Gelin şimdi DDOS ataklarının boyutlarına, ataklara karşı alınabilecek önlemlere birlikte bakalım:
Atakların hedefine dair:
Bu alanda faaliyet gösteren, ürün/teknoloji geliştiren kurumların raporlarına baktığımızda, son zamanlarda DDOS saldırılarının daha çok; jeopolitik gelişmeleri ve siyasi gündemleri etkilemek, fidye talep etmek, hayatı olumsuz etkilemek, rekabette avantajlı duruma geçmek için rakibi sekteye uğratmak ve ‘siber dünyadaki en etkin savaş aracı’ olarak kullanmak gibi amaçlarla düzenlendiğini görüyoruz.
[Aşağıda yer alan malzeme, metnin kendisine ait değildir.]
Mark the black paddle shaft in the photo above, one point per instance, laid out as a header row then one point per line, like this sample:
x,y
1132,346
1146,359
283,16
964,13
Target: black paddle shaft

Şu ana kadar açıklanan en büyük DDOS atağı GitHub isimli uygulama geliştiricileri tarafından çokça bilinen ve kaynak kodu yönetimi amaçlı kullanılan bir siteye, 2018 Şubat ayında yapıldı. Bunun yanı sıra; yine 2018 yılında, DDOS Engelleme Servisi veren firmalarca kayda geçen ancak; hedefin kim olduğu açıkça bilinmeyen bir DDOS atağı yaşandığı da tespit edildi.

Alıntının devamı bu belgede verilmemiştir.